Atash is a multi-cultural band based in Austin, so for them, lodging wasn’t an issue at the jam-packed South By Southwest festival. The members are from Iran, India, West Guinea, Africa, Cuba, Mexico and the United States. We started out talking about the band members, and also got into the subject of Islam and music during our interview.
Deirdre Saravia: "Mohammad, tell me about yourself, where do you come from?"
Mohammad Firoozi: "I was born in Iran and that’s where I grew up. I came to the United States in 1973, so I am from Iran but again I’m not from anywhere…I’m from planet Earth!"
We discussed the fact that many audiences enjoy dancing to the lively upbeat music of ‘Atash’ and the title of their CD ‘Everything Is Music.’
MF: "The name of the album, we are falling into a place where ‘Everything Is Music’ is taken from the mystic poet, Rumi. He wrote this poem eight hundred years ago at the time, when just like right now, [oppression] was happening in Afghanistan. Where musicians are being oppressed and being put in jail for expressing and just playing music, and this is what happened eight hundred years ago. He wrote that if you break our heart, if you break our instruments, it does not matter because we have fallen into the hands of love, the music is inside of us, so it does not matter if you break us down completely. We have fallen into a place where everything is music and there are hidden instruments everywhere."

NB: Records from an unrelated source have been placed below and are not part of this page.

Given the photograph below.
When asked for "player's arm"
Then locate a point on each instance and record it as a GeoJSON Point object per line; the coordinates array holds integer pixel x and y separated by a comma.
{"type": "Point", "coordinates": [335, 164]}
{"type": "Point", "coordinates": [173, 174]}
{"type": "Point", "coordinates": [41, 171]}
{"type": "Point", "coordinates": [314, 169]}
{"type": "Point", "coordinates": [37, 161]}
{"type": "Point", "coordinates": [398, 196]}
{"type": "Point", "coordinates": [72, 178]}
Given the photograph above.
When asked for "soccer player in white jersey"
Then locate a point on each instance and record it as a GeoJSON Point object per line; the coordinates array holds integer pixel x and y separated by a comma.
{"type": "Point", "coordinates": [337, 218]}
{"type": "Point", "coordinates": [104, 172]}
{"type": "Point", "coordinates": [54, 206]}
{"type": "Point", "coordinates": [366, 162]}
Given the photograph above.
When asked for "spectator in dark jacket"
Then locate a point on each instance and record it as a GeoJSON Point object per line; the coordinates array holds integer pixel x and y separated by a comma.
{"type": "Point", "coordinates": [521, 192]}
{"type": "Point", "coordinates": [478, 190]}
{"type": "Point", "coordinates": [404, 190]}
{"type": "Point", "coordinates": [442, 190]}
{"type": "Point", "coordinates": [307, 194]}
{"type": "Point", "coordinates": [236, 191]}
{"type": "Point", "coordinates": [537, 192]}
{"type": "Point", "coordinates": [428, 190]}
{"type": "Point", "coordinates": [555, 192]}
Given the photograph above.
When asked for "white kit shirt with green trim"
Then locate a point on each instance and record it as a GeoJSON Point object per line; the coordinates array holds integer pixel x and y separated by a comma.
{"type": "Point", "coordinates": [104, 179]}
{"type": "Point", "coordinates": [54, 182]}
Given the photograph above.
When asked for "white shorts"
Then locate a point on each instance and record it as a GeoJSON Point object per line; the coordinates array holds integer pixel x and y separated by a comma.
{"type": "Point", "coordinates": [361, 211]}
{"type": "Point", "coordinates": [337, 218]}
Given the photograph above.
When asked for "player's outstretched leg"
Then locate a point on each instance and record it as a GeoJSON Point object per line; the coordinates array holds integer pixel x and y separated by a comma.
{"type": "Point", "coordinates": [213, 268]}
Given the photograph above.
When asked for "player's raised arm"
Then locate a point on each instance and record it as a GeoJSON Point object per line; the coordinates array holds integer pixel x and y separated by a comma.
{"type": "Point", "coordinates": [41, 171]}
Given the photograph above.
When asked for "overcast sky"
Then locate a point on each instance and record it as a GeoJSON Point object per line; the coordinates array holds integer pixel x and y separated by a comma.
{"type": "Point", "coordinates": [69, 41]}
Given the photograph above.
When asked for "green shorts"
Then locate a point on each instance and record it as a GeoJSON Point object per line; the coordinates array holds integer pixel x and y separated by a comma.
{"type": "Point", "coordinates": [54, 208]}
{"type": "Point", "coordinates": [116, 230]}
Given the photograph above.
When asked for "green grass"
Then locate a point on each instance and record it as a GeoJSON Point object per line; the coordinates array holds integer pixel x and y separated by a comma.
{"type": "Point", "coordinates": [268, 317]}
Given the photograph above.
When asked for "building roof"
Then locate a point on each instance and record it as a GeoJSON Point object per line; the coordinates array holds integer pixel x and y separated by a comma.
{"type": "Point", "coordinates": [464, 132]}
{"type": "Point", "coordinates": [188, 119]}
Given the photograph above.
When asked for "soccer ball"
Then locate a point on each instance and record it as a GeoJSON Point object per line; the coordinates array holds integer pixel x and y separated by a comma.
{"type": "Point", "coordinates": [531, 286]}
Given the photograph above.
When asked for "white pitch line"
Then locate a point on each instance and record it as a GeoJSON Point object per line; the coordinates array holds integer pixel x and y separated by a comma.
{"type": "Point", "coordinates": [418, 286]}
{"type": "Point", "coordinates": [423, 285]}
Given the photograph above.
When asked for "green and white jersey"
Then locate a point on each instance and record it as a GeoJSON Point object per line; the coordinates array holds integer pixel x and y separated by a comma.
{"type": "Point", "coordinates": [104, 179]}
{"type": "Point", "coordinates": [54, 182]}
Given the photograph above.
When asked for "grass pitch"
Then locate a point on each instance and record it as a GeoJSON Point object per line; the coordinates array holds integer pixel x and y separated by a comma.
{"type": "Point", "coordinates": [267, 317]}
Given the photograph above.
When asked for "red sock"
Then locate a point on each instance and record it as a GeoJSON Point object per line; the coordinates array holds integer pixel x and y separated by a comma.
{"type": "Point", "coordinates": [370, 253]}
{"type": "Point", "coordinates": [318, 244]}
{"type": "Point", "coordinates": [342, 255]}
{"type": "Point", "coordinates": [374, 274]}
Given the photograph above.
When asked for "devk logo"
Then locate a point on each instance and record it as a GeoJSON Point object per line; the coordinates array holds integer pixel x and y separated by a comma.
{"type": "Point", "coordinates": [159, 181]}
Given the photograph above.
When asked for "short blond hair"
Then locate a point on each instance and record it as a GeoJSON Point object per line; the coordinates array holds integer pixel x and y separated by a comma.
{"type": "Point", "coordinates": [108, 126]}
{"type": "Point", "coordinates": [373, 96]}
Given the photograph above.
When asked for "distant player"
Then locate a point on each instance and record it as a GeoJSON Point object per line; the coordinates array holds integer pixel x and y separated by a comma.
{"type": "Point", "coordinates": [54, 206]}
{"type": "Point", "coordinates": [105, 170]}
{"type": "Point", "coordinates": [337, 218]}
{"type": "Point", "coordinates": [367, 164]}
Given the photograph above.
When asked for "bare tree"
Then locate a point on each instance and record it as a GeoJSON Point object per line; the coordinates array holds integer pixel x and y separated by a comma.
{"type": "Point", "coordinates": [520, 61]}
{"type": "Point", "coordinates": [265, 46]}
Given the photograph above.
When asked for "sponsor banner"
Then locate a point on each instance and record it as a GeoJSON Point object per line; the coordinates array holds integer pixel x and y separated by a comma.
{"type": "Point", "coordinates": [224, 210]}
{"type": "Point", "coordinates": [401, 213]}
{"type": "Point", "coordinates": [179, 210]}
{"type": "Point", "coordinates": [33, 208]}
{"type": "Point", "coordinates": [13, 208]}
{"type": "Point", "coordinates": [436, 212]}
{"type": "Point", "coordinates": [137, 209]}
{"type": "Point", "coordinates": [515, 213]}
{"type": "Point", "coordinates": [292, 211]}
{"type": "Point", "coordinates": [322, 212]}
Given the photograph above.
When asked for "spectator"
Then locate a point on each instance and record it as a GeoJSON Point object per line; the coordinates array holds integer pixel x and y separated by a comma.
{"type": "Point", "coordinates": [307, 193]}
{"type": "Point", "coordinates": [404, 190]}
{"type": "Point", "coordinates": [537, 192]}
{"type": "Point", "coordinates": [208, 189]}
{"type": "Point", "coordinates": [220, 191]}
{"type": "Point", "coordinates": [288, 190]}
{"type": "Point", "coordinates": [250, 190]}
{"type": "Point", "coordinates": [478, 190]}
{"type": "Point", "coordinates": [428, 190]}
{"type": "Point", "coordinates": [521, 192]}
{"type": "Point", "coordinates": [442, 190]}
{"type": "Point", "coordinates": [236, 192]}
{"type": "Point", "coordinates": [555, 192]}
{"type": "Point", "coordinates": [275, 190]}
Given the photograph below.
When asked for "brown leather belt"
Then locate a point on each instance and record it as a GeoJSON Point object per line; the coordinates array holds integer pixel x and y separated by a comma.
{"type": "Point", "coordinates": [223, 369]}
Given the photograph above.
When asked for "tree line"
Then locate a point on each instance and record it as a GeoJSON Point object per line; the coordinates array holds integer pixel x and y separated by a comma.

DS: "Well yes, those words a very nice sentiment, but music is banned in certain sects of Islam."
MF: "Yes, but you know the chanting and the Call to Prayer in Islam is itself the music and I can give you a small example. When the Moors invaded Spain, they brought their culture and the music of Islam into Spain. I’m not an ethnomusicologist to say this for a fact, but when you hear flamenco music and flamenco singing you hear something of the Call to Prayer [audio below]..."
"...Almost identical. And also there is a theory that when the Arabs invaded Spain, they brought the instrument the oud into Spain and when the Moors were thrown out, the Spanish resented that instrument as a symbol of invasion, so they broke it into the guitar. So now we say the oud is the grandfather of the guitar."